The project is implemented jointly with the Ministry of Nature Protection of Turkmenistan. In this project UNDP seeks to help local communities in three different agro-climatic regions to identify and implement effective adaptation measures to improve their resilience to increasing aridity and water scarcity. It promotes enhancing local capacities for adapting water management and builds on successes and lessons learned of a previously implemented initiative on land management.

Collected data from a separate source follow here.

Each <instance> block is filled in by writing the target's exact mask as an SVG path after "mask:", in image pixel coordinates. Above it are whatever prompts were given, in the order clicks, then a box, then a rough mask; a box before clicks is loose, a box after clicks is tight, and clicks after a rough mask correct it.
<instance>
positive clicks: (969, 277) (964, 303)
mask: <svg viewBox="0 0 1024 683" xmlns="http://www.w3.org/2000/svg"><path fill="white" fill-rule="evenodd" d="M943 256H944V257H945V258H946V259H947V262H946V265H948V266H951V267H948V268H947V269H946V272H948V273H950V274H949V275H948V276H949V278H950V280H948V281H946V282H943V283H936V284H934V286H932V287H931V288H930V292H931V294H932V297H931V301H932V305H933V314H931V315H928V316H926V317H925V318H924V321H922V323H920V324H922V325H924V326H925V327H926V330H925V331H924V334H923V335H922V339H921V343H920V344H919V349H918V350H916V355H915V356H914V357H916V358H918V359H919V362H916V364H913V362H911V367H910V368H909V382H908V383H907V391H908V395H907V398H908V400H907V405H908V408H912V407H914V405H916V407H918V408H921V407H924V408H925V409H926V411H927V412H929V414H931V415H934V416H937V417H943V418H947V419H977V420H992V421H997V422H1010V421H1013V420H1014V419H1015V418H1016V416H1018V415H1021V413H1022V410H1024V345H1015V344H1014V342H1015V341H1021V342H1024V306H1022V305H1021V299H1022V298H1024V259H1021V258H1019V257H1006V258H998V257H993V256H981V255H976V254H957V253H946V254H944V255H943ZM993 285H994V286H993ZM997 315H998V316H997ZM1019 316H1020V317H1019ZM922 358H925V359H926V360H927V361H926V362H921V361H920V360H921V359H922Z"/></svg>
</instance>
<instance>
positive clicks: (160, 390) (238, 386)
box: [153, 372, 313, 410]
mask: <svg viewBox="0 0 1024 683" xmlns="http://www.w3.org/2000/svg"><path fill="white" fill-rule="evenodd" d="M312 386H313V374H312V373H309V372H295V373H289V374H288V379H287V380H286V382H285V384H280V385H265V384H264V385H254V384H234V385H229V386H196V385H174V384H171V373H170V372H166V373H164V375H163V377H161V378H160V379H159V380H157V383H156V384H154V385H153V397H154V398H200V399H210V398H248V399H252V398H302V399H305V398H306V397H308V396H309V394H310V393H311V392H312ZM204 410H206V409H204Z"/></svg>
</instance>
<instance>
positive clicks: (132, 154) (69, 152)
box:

Supporting climate resilient livelihoods in agricultural communities in drought-prone areas of Turkmenistan

Turkmenistan is a water stressed country and has one of the harshest climates in the Central Asian region. Climate change modeling indicates significant increases in temperature and reduction in rainfall. The long-term solution envisaged by the Government of Turkmenistan is to mainstream climate change adaptation at the community, district, provincial and national levels in order to secure climate resilient livelihoods in agricultural communities.

UNDP in partnership with the State Committee on Environment Protection and Land Resources of Turkmenistan will directly strengthen the adaptive capacity and reduce the vulnerability of around 40,000 to 50,000 persons (of which around 51.2% would be women) in the Lebap and Dashoguz velayets by helping improve the productivity of farm operations, be better prepared for increasing water scarcity and by introducing alternative income sources.  The project funded by the Special Fund for Climate Change will improve water efficiency and crop production systems and bring back approximately 20,000 ha of agricultural and 500,000 ha of pastoral lands resulting in a real net household income increase of at least 15% for participating households.

Energy Efficiency and Renewable Energy for Sustainable Water Management in Turkmenistan

In Turkmenistan, irrigated agriculture accounts for 90 percent of total water consumption, supplied by aging, energy-intensive infrastructure. About 50 percent of water is lost between withdrawal and ultimate delivery. Water management plays a direct role as both a cause and a potential remedy for extensive and often severe problems of land degradation. Funded by the Global Environment Facility, UNDP, Ministry of Water Economy of Turkmenistan and the Water technology research institute seek to promote an integrated approach to water management that is energy and water efficient, reduces root causes of land degradation, and enhances local livelihoods and public service delivery.

Through technology transfer, investment, and policy reform, in Kaka pilot region UNDP project provides sufficient and environmentally sustainable water supply to support and enhance social conditions and economic livelihood of the local population, reduces GHG emissions associated with water management, prevents and remediates salinization of lands.

Another big component of the project is research held at the 145 ha of land in Geokdepe pilot area, where UNDP tests vrious irrigation technics in search for the most fitting and advantageous for various climatic areas of Turkmenistan.